10. In the **Lambda function** tile, select the Lambda function that you created earlier in Step 1.
11. Click **Save changes**.

## Step 4: Trigger the function

1. With the S3 bucket's settings page open from the previous step, click the **Objects** tab.
2. If you specified a **Prefix** value earlier in Step 3, then click to open the folder that corresponds to your **Prefix** value.
3. Click **Upload**, and then follow the on-screen instructions to upload a file to the bucket's root. If, however, you clicked to open the folder that corresponds to your **Prefix** value instead, then follow the on-screen instructions to upload a file to that folder instead.

## Step 5: View the trigger results

1. In the Unstructured user interface for your account, click **Jobs** on the sidebar.
2. In the list of jobs, click the newly running job for your workflow.
3. After the job status shows **Finished**, go to your destination location to see the results.

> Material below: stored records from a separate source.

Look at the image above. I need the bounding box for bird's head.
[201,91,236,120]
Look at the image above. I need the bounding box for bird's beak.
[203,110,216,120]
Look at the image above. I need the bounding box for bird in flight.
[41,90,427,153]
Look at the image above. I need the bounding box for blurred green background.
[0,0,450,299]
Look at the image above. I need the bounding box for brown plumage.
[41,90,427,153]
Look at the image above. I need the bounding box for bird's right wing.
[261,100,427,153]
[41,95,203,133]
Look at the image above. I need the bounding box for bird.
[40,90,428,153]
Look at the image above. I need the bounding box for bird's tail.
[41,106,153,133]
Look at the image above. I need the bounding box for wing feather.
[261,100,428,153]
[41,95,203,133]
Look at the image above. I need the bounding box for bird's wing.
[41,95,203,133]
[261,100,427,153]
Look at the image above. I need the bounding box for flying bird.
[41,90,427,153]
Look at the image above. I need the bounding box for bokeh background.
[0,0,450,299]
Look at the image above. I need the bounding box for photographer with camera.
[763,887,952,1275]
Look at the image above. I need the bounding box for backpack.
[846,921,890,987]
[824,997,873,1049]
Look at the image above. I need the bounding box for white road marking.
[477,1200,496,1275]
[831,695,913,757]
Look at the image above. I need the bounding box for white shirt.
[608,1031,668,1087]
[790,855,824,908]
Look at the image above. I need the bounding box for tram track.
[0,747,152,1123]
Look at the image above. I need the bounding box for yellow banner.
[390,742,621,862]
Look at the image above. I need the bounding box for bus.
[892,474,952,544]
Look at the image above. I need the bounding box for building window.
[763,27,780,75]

## Step 6 (Optional): Delete the trigger

1. To stop the function from automatically being triggered whenever you add new files to&mdash;or update existing files within&mdash;the S3 bucket, browse to and open the S3 console.
2. Browse to and open the bucket that corresponds to your S3 source connector. The bucket's settings page appears.
3. Click the **Properties** tab.
4. In the **Event notifications** tile, check the box next to the name of the event notification that you added earlier in Step 3.
5. Click **Delete**, and then click **Confirm**.